Tax hike is unfair, Eagle Co. group says
Vail, CO Colorado
EAGLE COUNTY, Colorado ” A group of Eagle County residents wants to know why property tax bills went up 42 percent this year.
“Nobody thought taxes would go up this much. It’s just blatantly unfair,” said Edwards resident Buddy Sims, one of the leaders of Eagle County Property Taxpayers for Common Sense.
The group is holding a meeting on Friday for all residents to discuss the reasons for the tax raise and how to prevent it from happening in coming years. All officials from taxing entities are invited to attend, organizers said.
The Eagle County tax assessor, the county finance director, and other officials from the taxing entities will attend the meeting, Sims said.
“The point is to say, this is a problem and we need to do something about it. Maybe we can understand why it is the way it is,” said Sims.
Assessed values of homes went up about 40 percent last year in Eagle County. Most taxing entities, including the county and the towns, did not lower their property tax rates ” also known as mill levies ” resulting in significant increases in property taxes.
Group organizer Chuck Taylor said he estimates that across all taxing entities, property tax revenue increased more than $38 million.
The raise hurts people on fixed incomes and middle-class families, said Edwards resident Dick Froberg.
The property tax bill for his single-family home increased almost 55 percent, and it increased even more for a vacant lot he owns in Eagle Ranch, he said.
“For people like me who are senior citizens, it’s one heck of a big jump. I looked at my bill and thought, ‘Holy smokes!'” he said.
Sims said that while governments need money to operate and schools need to be improved, it is unreasonable to raise the bill so dramatically.
“I think it’s fine to improve infrastructure and such, but you gotta do it with a gradual methods. I’d like to see a gradual increase.
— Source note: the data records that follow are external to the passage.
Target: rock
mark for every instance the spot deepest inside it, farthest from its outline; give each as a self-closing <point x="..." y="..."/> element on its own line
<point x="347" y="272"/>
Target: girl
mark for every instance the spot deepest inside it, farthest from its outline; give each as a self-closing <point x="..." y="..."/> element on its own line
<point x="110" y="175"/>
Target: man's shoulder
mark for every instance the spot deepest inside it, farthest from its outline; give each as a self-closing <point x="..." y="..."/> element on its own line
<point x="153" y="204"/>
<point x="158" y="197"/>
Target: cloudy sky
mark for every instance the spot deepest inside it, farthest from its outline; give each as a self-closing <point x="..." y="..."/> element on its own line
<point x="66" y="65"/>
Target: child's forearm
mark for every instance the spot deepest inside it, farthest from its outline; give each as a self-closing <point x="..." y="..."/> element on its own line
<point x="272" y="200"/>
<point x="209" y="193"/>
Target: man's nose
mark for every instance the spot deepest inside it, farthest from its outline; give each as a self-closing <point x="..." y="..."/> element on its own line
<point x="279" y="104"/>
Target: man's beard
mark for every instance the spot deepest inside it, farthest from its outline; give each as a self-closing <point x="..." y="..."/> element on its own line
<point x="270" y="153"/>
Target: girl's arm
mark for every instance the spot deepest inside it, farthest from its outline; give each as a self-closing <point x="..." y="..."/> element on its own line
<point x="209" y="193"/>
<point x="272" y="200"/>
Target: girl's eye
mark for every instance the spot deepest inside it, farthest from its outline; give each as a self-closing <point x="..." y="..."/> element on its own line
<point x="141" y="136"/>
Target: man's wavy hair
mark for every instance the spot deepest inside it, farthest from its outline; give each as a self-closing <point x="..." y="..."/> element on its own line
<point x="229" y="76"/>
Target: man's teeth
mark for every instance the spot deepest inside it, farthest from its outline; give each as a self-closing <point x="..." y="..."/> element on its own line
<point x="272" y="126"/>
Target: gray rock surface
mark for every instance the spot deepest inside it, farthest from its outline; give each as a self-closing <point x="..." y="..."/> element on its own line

Don’t just slam us with it all at one time,” Sims said.
Ed O’Brien, a director of the Eagle River Fire Protection District, said he will be at the meeting to defend the district’s decision to keep the 5.5 mill levy the same, bringing in almost $1.5 million in additional revenue.
The money is needed to raise firefighter’s wages, replace old equipment, and build a new firehouse, he said.
“The single largest increase is that we granted a 22 percent wage increase to firefighters who were vastly underpaid for the past few years,” said O’Brien.
“We’ve been underpaying our people for six years. Could we have waited a few more years (and raised taxes gradually)? Yes, but it wouldn’t have been right,” he said.
The district’s firefighters have been making about 25 percent below the area average for other fire districts, he said.
The district will also need to expand in the next few years to accommodate growth, he said. A new firehouse will be needed in Wolcott, and the Avon station needs to be rebuilt.
The county is using its portion of the tax increase to give employees a 5 percent wage increase, expand the county’s justice center, and build more affordable housing. The county will get an additional $7.3 million from the tax increase.
The increased taxes from all the taxing entities does add up, County Commissioner Peter Runyon said, but the money is needed to keep up services for a growing community.
“This is the price of growth. We have for too long allowed unrestricted growth, and now we’re having to pay for it,” he said.
If assessed values go up again in the future, the county will consider adjusting the tax rate, he said.
“But in reality we’re going to have more costs. We’ll easily incur more bills for the state-mandated justice center expansion, and affordable housing is going to be an ongoing issue,” he said.
But Froberg said the increases are still not justified.
“They should have looked at everything and asked if it was really needed. I think (the increase) was an excess, and I don’t want to see it happen again,” he said.